Where captured packet data is to be sent outside of an enterprise
or network for analysis (e.g., to diagnose a problem associated
with a communications network) conventional packet capture and/or
analysis programs provide no mechanism for easily obscuring such
sensitive information in a manner which may be automatically
performed and/or easily negated or reversed.
SUMMARY
[0014] An apparatus and computer-readable medium for securely
maintaining communications network connection data are provided
herein. According to one embodiment, an apparatus for securely
maintaining communications network connection data is disclosed.
According to the described apparatus embodiment, a user is prompted
for network element address substitution data which specifies a
substitute network element address for a network element address
associated with a network element of a first communications
network. The network element address substitution data is then
caused to be stored within a first storage element, wherein access
to the first storage element outside of the first communications
network is restricted. Connection monitor data associated with the
first communications network is processed utilizing the network
element address substitution data. According to the described
embodiment, such connection monitor data processing includes a
means for identifying metadata of the connection monitor data which
specifies the described network element address, and a means for
substituting the metadata with metadata which specifies the
substitute network element address.
[0015] The foregoing is a summary and thus contains, by necessity,
simplifications, generalizations and omissions of detail;
consequently, those skilled in the art will appreciate that the
summary is illustrative only and is not intended to be in any way
limiting. As will also be apparent from the accompanying
description, the operations disclosed herein may be implemented in
a number of ways including implementation in hardware, software,
firmware, or a combination thereof, and such changes and
modifications may be made without departing from this invention and
its broader aspects.

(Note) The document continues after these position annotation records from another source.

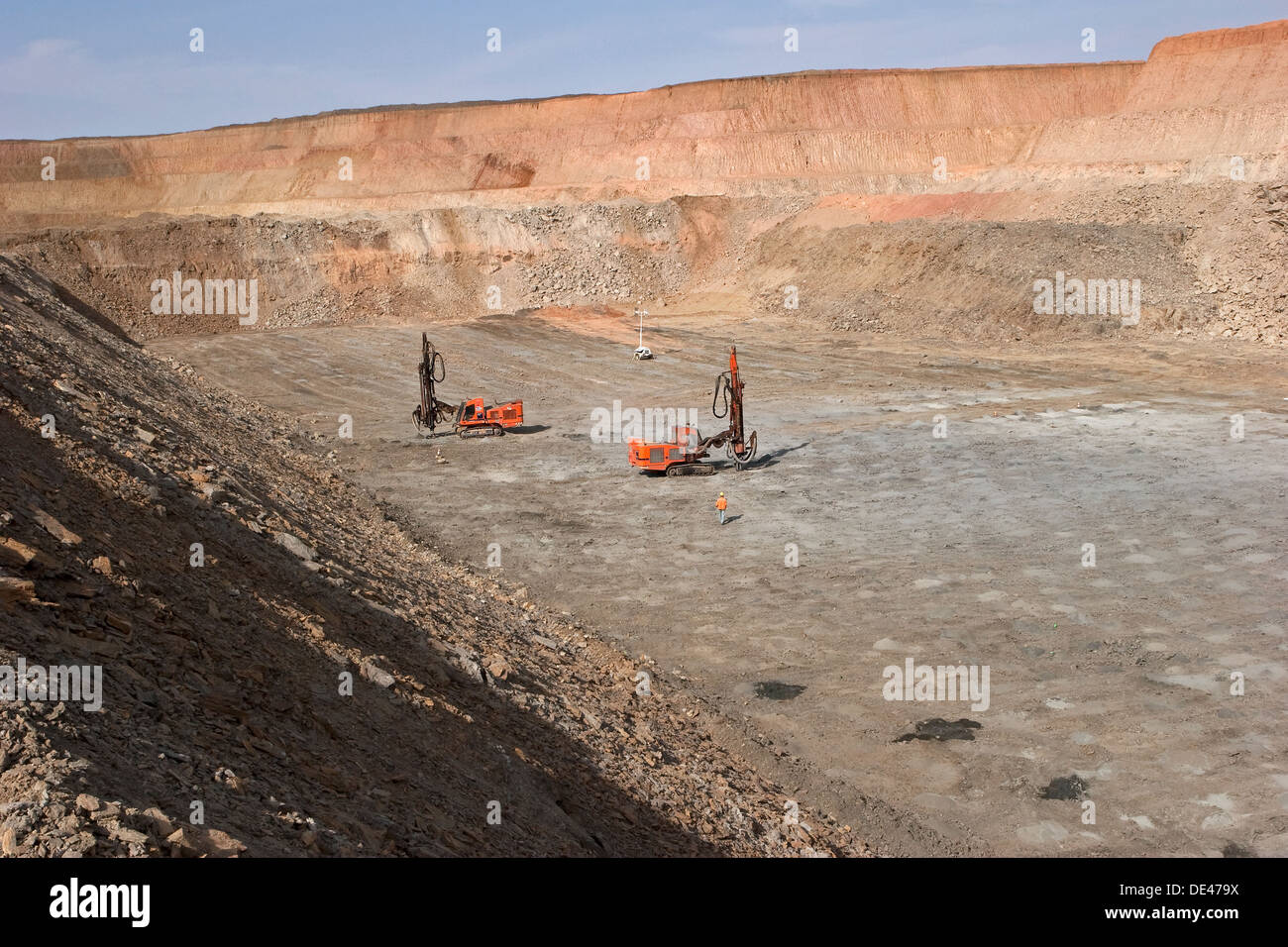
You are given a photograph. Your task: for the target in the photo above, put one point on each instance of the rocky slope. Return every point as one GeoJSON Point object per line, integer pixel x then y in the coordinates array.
{"type": "Point", "coordinates": [223, 682]}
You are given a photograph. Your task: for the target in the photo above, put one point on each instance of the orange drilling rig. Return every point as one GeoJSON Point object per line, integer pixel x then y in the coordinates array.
{"type": "Point", "coordinates": [683, 457]}
{"type": "Point", "coordinates": [471, 418]}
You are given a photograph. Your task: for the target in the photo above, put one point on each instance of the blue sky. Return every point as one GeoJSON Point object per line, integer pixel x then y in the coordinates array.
{"type": "Point", "coordinates": [94, 67]}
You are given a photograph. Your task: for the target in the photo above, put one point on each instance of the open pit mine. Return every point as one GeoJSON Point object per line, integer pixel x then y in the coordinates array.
{"type": "Point", "coordinates": [850, 463]}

Other aspects, inventive features, and
advantages of the present invention, as defined solely by the
claims, will become apparent in the non-limiting detailed
description set forth below.
BRIEF DESCRIPTION OF THE DRAWINGS
[0016] The present invention may be better understood, and its
numerous features and advantages made apparent to those skilled in
the art by referencing the accompanying drawings in which:
[0017] FIG. 1 depicts one exemplary communications network system
according to the prior art and useable in conjunction with one or
more embodiments of the present invention;
[0018] FIG. 2 illustrates an exemplary communications network
packet formatted hierarchically via encapsulation according to a
number of communications protocols according to the prior art and
useable in conjunction with one or more embodiments of the present
invention is illustrated;
[0019] FIG. 3 depicts exemplary connection monitor data process
input according to an embodiment of the present invention;
[0020] FIG. 4 illustrates a high-level flow diagram of a network
element address substitution process according to an embodiment of
the present invention;
[0021] FIG. 5 depicts exemplary connection monitor data process
output according to an embodiment of the present invention; and
[0022] FIG. 6 illustrates a high-level internal block diagram of a
data processing system useable with one or more embodiments of the
present invention.
[0023] The use of similar reference symbols in different drawings
is intended to indicate similar or identical items.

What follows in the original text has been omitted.